HDP hakkındaki kapatma davası nedeniyle bileşenleri ve ittifak kuvvetleriyle birlikte hazırladığı Yeşil Sol Parti milletvekili adayları listesinde en fazla ilgi çekenlerden biri Kerem Fırtına. Aslında İstanbul Üniversitesi Siyasal Bilgiler Fakültesi Kamu Yönetimi mezunu olan Fırtına, kariyerine bu alanda değil oyuncu olarak devam etti. Fırtına'nın adını oynadığı çok sayıda dizi ve filmin yanı sıra HDP'nin Temmuz ayında gerçekleştirdiği 5. Kongresinde kurduğu Danışma Kurulunda yer almasıyla duyduk.

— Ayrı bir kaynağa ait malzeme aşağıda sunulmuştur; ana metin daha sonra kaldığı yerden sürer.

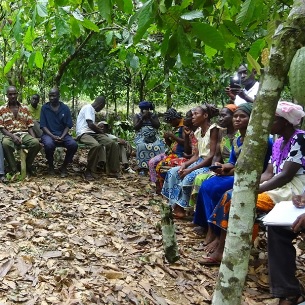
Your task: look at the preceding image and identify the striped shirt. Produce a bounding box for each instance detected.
[0,102,34,133]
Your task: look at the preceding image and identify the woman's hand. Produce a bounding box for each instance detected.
[291,213,305,233]
[178,168,192,179]
[12,134,22,145]
[292,194,305,209]
[178,163,186,175]
[183,126,191,136]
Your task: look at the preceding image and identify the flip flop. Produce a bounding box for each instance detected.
[198,257,221,266]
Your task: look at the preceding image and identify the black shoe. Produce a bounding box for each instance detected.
[26,166,37,177]
[48,166,55,176]
[60,167,68,178]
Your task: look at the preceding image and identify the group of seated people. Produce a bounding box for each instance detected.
[0,86,134,182]
[134,69,305,305]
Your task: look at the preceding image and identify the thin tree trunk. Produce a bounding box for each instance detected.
[160,204,180,263]
[164,57,172,109]
[212,0,305,305]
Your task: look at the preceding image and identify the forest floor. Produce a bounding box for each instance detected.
[0,151,305,305]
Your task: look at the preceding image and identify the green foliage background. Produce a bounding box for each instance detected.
[0,0,292,117]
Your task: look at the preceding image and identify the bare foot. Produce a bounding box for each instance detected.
[173,204,186,219]
[203,227,217,245]
[204,237,219,253]
[193,227,206,236]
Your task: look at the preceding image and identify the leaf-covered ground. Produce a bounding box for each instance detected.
[0,153,305,305]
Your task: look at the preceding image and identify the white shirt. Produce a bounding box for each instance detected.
[76,105,95,137]
[234,82,259,106]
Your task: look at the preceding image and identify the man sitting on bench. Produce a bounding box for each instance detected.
[0,86,41,176]
[76,96,120,180]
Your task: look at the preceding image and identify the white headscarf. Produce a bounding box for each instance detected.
[275,101,305,126]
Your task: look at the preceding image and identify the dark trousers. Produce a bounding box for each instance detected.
[41,134,78,167]
[268,226,301,298]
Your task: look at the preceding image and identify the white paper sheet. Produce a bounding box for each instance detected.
[262,201,305,226]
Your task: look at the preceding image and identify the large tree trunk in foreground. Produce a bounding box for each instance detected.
[212,0,305,305]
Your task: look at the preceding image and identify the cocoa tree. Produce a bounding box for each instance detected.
[213,0,305,305]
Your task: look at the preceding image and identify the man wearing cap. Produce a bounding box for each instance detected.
[76,96,120,180]
[225,65,259,106]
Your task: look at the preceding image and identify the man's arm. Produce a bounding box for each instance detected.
[28,127,36,138]
[0,127,21,145]
[86,120,105,134]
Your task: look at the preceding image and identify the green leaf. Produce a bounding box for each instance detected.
[223,20,243,37]
[167,32,178,57]
[70,17,81,38]
[97,0,111,23]
[23,26,35,51]
[35,51,43,69]
[247,53,261,75]
[161,30,170,57]
[223,49,242,70]
[81,19,100,32]
[180,11,203,20]
[133,0,153,43]
[55,16,70,36]
[163,5,183,31]
[116,0,133,14]
[13,12,22,43]
[28,52,36,70]
[105,31,113,46]
[54,0,69,6]
[3,52,19,75]
[180,0,193,8]
[124,0,133,14]
[249,39,266,59]
[72,9,84,21]
[177,26,193,65]
[87,0,94,10]
[192,22,225,50]
[126,53,140,70]
[236,0,257,25]
[204,45,217,59]
[36,0,48,17]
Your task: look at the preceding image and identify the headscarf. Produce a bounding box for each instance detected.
[236,103,253,116]
[199,103,219,119]
[224,104,237,112]
[275,101,305,126]
[164,108,182,122]
[139,101,154,110]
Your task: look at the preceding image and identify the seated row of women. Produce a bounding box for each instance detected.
[140,101,305,265]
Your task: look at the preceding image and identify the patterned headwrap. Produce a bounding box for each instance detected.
[164,108,182,122]
[139,101,154,110]
[275,101,305,126]
[236,103,253,116]
[224,104,237,112]
[199,103,219,119]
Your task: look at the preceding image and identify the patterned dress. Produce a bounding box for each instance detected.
[161,124,217,208]
[189,129,239,206]
[209,130,305,230]
[135,113,165,169]
[148,119,184,182]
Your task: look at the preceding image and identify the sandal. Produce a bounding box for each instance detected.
[0,175,8,184]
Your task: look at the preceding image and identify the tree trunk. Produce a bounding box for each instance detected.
[160,204,180,263]
[212,0,305,305]
[164,57,173,109]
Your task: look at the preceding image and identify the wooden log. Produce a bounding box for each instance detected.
[160,203,180,263]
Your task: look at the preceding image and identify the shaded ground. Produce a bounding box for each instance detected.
[0,153,305,305]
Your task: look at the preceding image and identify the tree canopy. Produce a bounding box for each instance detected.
[0,0,292,106]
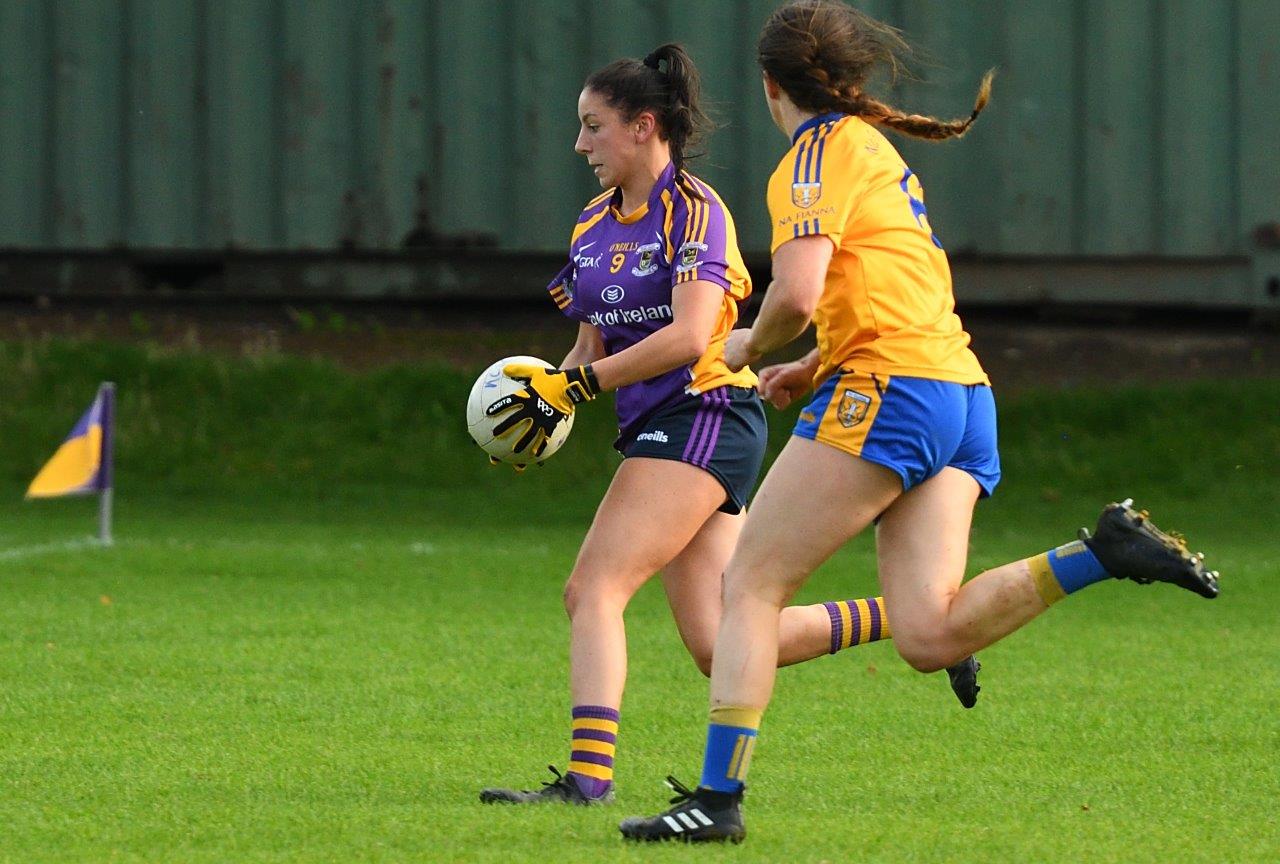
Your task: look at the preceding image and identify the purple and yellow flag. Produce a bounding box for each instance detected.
[27,384,115,498]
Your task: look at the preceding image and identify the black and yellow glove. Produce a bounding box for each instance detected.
[502,364,600,415]
[485,364,600,460]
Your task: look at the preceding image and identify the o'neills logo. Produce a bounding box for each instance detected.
[586,303,671,326]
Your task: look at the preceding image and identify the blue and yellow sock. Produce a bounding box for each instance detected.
[1027,540,1108,605]
[698,707,764,792]
[823,596,893,654]
[568,705,618,797]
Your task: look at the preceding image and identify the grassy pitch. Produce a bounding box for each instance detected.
[0,343,1280,863]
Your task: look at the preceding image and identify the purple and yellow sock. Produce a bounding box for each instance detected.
[698,707,764,792]
[568,705,618,797]
[823,596,893,654]
[1027,540,1108,605]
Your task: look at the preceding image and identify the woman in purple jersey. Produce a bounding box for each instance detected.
[480,45,977,804]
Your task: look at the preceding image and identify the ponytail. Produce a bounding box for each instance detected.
[585,42,714,174]
[758,0,996,141]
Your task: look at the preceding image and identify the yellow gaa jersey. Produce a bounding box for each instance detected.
[768,114,988,387]
[547,165,756,436]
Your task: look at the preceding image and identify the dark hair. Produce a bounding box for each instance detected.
[585,44,714,172]
[756,0,996,141]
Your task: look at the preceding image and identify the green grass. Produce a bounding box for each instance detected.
[0,342,1280,863]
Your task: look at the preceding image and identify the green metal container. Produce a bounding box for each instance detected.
[0,0,1280,305]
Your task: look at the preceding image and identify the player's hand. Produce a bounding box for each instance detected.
[724,328,760,372]
[484,389,567,460]
[502,364,600,416]
[484,364,600,460]
[759,361,813,411]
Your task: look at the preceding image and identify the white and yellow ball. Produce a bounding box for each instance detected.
[467,356,573,465]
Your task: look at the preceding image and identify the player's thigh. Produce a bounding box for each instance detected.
[566,457,724,596]
[726,435,902,603]
[662,512,746,672]
[876,467,979,644]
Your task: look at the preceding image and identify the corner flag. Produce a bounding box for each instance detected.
[27,381,115,543]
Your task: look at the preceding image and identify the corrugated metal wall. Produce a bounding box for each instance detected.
[0,0,1280,268]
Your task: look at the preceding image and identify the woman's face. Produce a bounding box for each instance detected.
[573,90,640,189]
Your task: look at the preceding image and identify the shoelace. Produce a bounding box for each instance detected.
[543,765,571,790]
[667,774,694,804]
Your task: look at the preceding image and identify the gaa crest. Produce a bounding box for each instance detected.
[631,243,662,276]
[836,390,872,429]
[791,183,822,207]
[676,241,707,273]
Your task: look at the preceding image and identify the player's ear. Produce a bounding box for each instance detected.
[760,72,782,100]
[631,111,658,143]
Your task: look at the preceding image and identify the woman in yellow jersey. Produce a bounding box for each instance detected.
[480,45,977,804]
[620,0,1217,841]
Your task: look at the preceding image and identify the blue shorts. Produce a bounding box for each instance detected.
[617,387,769,513]
[792,370,1000,497]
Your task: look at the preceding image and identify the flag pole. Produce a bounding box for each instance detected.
[97,381,115,547]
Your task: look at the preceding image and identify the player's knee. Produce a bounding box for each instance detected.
[563,571,630,621]
[722,571,794,609]
[893,631,951,672]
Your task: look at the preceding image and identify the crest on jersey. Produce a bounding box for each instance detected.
[631,243,662,276]
[676,241,707,273]
[791,183,822,207]
[836,390,872,429]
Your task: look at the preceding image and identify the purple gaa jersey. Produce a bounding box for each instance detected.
[548,165,755,444]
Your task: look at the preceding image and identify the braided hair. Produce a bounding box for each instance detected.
[756,0,995,141]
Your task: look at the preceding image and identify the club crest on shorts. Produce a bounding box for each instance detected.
[836,390,872,429]
[631,243,662,276]
[791,183,822,207]
[676,241,707,273]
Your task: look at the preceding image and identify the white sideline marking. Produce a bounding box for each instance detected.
[0,538,108,561]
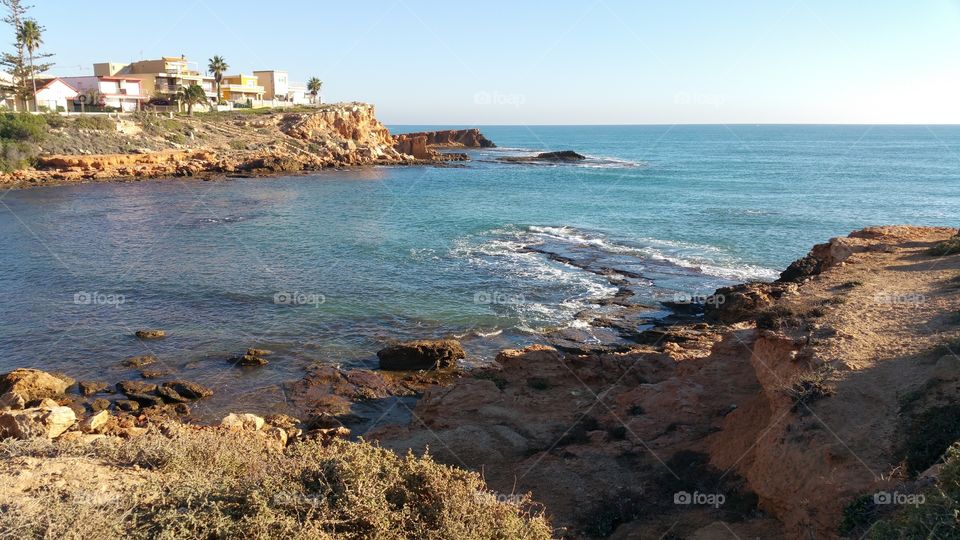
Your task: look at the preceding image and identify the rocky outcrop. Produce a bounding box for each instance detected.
[393,128,497,151]
[0,368,74,408]
[0,402,77,439]
[498,150,587,163]
[377,339,466,371]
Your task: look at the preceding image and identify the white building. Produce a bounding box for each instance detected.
[61,75,150,112]
[253,69,308,104]
[36,78,80,112]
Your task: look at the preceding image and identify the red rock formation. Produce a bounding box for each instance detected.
[394,128,496,157]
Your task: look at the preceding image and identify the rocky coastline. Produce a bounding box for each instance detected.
[0,103,493,187]
[0,226,960,539]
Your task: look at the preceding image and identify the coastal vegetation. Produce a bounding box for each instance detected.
[0,426,552,540]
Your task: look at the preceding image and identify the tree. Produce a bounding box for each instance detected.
[17,19,44,107]
[307,77,323,103]
[173,83,207,116]
[0,0,53,108]
[207,56,230,103]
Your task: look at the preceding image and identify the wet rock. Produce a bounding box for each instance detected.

Herkesin merak ettiği ne zaman HDP'li olduğu sorusunu, "çocukluğumdan beri" yanıtı vererek, İnsan Hakları Derneği'nin kurucularından ve hapishaneler mücadelesinin önde gelen isimlerinden babaannesi Leman Fırtına ve Kurtuluş geleneğinden amcası Doğan Fırtına'nın hayatının şekillenmesindeki rolüne işaret ediyor. Aslen Elazığlı doğma büyüme İstanbul Üsküdarlı Fırtına ile milletvekilliği adaylığı serüvenini konuştuk.

Kerem Fırtına kimdir?
Kendimi anlatmayı pek sevmem. 1981 Üsküdar doğumluyum. İstanbul Üniversitesi Siyasal Bilgiler Fakültesi Kamu Yönetimi mezunuyum. HDP Danışma Kurulu üyesiyim. Vekil adaylığı teklifi geldi, ben de seve seve kabul ettim. Şimdi bu yolculuğa başladık.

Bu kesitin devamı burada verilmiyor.